Records, Collections & Keyed Data

Chapter 02FoundationsCollections

Orientation

What You'll Master Here

Chapter 1 said a record is a dict and a dataset is an iterable of records. This chapter is about the containers that hold and reshape those records: lists, tuples, dicts, and sets. Choosing the right one is most of what makes a transform fast, correct, and easy to read.

The moves here are the everyday vocabulary of data work: build a lookup map so you can join two datasets, group records by a key, dedupe by a key while keeping the right copy, and check membership with sets. These are the pure-Python versions of the joins and group-bys you already know from SQL.

We keep using the marketplace dataset, buyers and orders and order items, so the focus stays on the data structures, not the domain.

Why data engineers care

The difference between a pipeline that finishes in seconds and one that times out is usually a data-structure choice: a dict lookup instead of a nested loop, a set instead of a list scan.

Core mental model

Pick the container by the question you ask of it: order matters → list, identity/lookup → dict, membership/uniqueness → set, fixed shape → tuple.

Key terms
collection
A container that holds many values: list, tuple, dict, or set.
lookup map
A dict keyed by an id so you can fetch a related record in constant time.
grouping
Bucketing records by a shared key so each bucket can be aggregated.
dedupe
Removing repeats, deciding which copy of a key to keep.

Common mistake

Defaulting to a list for everything, then scanning it repeatedly with `in`.

Membership and lookup become O(n) each, and the job slows to a crawl as data grows.

Better habit

  • Ask "what question will I ask of this collection?" before choosing it.
  • Reach for a dict the moment you need to look something up by id.
  • Reach for a set the moment you ask "is it in here?" or "is it unique?".
How to read this chapter

Each section maps a SQL idea you know (join, group by, distinct) to its pure-Python container move.
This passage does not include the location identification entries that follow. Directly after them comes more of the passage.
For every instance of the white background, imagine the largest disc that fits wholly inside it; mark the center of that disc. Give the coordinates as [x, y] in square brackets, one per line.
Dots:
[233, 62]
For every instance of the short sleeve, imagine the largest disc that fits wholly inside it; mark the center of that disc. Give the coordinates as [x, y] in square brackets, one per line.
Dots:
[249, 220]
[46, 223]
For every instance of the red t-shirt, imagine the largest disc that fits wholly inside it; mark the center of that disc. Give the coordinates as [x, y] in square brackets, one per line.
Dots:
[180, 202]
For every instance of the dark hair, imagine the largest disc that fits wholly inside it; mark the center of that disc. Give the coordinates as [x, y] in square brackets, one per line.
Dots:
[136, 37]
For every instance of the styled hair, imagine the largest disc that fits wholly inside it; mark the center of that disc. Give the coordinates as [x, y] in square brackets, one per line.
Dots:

If you know the SQL, you already know the goal.

Interview note

Reaching for the right container unprompted ("I would index buyers into a dict first") signals you think about complexity, not just correctness.

Practice prompts

  • List four questions about data and name the best container for each.
  • Find a list in your code that is searched with `in` and decide whether it should be a set.

Remember this

The container you choose encodes the question you are asking; pick it deliberately and the transform almost writes itself.